Film (s)trips

Film (s)trips



It’s ironic that, on the occasion of the Reader’s Broke Day Trips package, I’ll be writing about attending the Temenos—the previously ongoing screenings of Gregory Markopoulos’s Eniaios—in Lyssarea, Greece. The only thing relevant about the trip to this theme is that I went for broke by going, committing to an unusual, once-in-a-lifetime cinematic experience that, per Markopoulos, “is the sustaining spirit of motion pictures.” 

Markopoulos helped establish the School of the Art Institute of Chicago’s filmmaking program in 1965. The American-born filmmaker, whose family emigrated from the Peloponnese and who spoke Greek until he was six years old, left the U.S. for Europe in 1967 and withdrew his films from circulation. There was also a small Chicago contingent at the Temenos; among those I knew were Nicky Ni, coprogrammer of the Onion City Experimental Film Festival, and Hannah Yang, formerly of the University of Chicago’s Doc Films.

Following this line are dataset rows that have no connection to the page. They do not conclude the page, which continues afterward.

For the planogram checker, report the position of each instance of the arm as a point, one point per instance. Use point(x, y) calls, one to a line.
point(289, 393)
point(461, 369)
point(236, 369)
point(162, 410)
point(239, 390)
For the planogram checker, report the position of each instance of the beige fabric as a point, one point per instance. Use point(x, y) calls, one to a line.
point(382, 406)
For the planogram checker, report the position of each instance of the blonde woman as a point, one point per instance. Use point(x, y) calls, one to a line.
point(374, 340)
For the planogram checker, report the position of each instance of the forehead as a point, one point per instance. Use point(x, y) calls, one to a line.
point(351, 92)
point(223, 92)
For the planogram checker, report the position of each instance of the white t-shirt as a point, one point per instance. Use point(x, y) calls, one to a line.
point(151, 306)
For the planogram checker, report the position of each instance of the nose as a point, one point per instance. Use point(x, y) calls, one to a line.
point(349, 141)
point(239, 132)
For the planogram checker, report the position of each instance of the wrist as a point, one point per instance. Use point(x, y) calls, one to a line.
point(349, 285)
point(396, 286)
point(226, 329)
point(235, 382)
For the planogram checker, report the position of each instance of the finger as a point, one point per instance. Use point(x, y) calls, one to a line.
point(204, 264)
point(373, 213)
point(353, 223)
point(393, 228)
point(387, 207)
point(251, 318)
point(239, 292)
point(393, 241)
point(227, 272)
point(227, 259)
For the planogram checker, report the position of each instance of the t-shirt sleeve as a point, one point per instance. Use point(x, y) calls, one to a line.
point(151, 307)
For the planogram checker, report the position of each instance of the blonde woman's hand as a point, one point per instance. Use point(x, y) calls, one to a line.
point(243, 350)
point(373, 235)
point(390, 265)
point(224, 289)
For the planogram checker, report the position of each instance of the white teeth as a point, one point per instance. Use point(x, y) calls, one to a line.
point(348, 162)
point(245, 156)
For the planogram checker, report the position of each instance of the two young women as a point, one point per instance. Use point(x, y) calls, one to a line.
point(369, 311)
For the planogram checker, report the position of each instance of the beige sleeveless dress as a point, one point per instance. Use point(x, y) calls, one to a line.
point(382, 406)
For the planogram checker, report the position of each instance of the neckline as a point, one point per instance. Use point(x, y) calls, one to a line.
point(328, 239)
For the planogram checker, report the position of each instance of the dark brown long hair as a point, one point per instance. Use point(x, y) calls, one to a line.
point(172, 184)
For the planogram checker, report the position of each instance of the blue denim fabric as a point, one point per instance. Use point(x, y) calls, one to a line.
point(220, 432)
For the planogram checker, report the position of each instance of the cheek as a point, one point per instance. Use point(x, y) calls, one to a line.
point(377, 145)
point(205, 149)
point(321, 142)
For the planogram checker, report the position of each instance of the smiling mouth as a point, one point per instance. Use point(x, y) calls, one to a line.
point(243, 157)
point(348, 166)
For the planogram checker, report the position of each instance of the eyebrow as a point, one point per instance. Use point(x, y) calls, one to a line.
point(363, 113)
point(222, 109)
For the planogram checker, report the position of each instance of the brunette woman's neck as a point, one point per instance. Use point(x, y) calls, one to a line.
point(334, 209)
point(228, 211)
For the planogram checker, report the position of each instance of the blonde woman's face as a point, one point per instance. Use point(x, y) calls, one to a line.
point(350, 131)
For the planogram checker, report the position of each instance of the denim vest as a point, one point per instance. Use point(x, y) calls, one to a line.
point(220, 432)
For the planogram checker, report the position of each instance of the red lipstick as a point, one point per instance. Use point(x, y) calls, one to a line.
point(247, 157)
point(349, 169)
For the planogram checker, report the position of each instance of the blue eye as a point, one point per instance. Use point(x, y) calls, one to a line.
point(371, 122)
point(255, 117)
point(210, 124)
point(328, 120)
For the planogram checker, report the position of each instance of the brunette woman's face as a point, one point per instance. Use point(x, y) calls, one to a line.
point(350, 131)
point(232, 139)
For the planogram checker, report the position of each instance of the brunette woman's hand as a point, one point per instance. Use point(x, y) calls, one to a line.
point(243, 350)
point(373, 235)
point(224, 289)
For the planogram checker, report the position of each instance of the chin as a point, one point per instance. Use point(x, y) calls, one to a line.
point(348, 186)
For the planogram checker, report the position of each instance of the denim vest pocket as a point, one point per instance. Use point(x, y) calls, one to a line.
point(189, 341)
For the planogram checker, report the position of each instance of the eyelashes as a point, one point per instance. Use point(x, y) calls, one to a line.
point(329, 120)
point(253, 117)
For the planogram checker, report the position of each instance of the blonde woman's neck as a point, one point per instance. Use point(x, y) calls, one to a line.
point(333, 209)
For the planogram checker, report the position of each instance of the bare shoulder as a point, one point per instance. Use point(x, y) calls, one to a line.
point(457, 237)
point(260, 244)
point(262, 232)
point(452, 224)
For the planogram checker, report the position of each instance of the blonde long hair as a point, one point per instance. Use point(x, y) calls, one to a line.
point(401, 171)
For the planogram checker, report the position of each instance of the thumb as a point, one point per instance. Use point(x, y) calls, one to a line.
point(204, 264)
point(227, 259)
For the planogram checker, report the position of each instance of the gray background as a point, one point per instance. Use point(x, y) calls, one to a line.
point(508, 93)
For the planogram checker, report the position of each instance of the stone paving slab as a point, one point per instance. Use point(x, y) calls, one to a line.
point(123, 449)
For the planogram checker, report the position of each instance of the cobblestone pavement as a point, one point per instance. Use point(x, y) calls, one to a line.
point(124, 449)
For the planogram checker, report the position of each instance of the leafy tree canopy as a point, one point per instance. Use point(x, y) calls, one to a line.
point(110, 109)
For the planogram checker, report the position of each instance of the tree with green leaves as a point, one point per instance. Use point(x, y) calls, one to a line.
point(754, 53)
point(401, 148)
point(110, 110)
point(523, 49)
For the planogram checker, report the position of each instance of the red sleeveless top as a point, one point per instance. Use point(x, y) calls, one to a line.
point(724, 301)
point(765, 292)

a sunset over a Grecian hill, with a white movie screen isolated in a field
The Temenos back in 2016 Credit: courtesy Temenos

I can hardly begin to proselytize on the Temenos in the space allotted, so let’s start with the name. In Greek, “temenos” means something akin to a “sacred precinct.” The screenings take place in a field accessible via a roughly 30-minute hike from the center of Lyssarea, where a screen rises from the landscape and red beanbag chairs dot the perimeter. It is here that the cycles of Markopoulos’s 22-part Eniaios—conceived by the filmmaker as a “complete order” of his work—have been presented in stages since 2004.

It is an absolutely singular vision and a similarly singular viewing experience. Though neither inexpensive nor confined to a single day, it felt beyond price. This year’s edition comprised four nights of screenings, from Thursday through Sunday, spanning Cycles XV–XVII and ranging in length, reel changes included, from three hours to more than four on the final night.

Before departing from Athens to Lyssarea, I experienced a more conventional moviegoing pastime in the city, an open-air cinema, where I saw Steven Spielberg’s latest, Disclosure Day (2026). This was a little more than 48 hours after I’d seen it for the first time back in Chicago, at the AMC River East, where it was being screened on 70 millimeter, making it only one of 19 theaters in the U.S. doing so. It’s proven to be divisive, shoring up admirers and detractors in equal measure. I rather like Disclosure Day, though the whole of this year’s Temenos experience now separates me from even the sublime act of seeing the film under the stars in Greece. Perhaps this necessitates a third viewing, so I can better articulate my appreciation of Spielberg’s late-period exhortation.

Ultimately, my favorite broke day trip is going to the movies. Theaters more often than not have memberships and discount days that can make it rather affordable, and films can take you anywhere you’d want to go, and even some places you wouldn’t think to dream of. There’s also what comes out of it: Between recent viewings of the new Spielberg and the final cycles of Eniaios, as well as all the amazing insight gleaned from my friends, colleagues, and even strangers contemplating either, I’ve much to think about, and that’s often the best trip of all.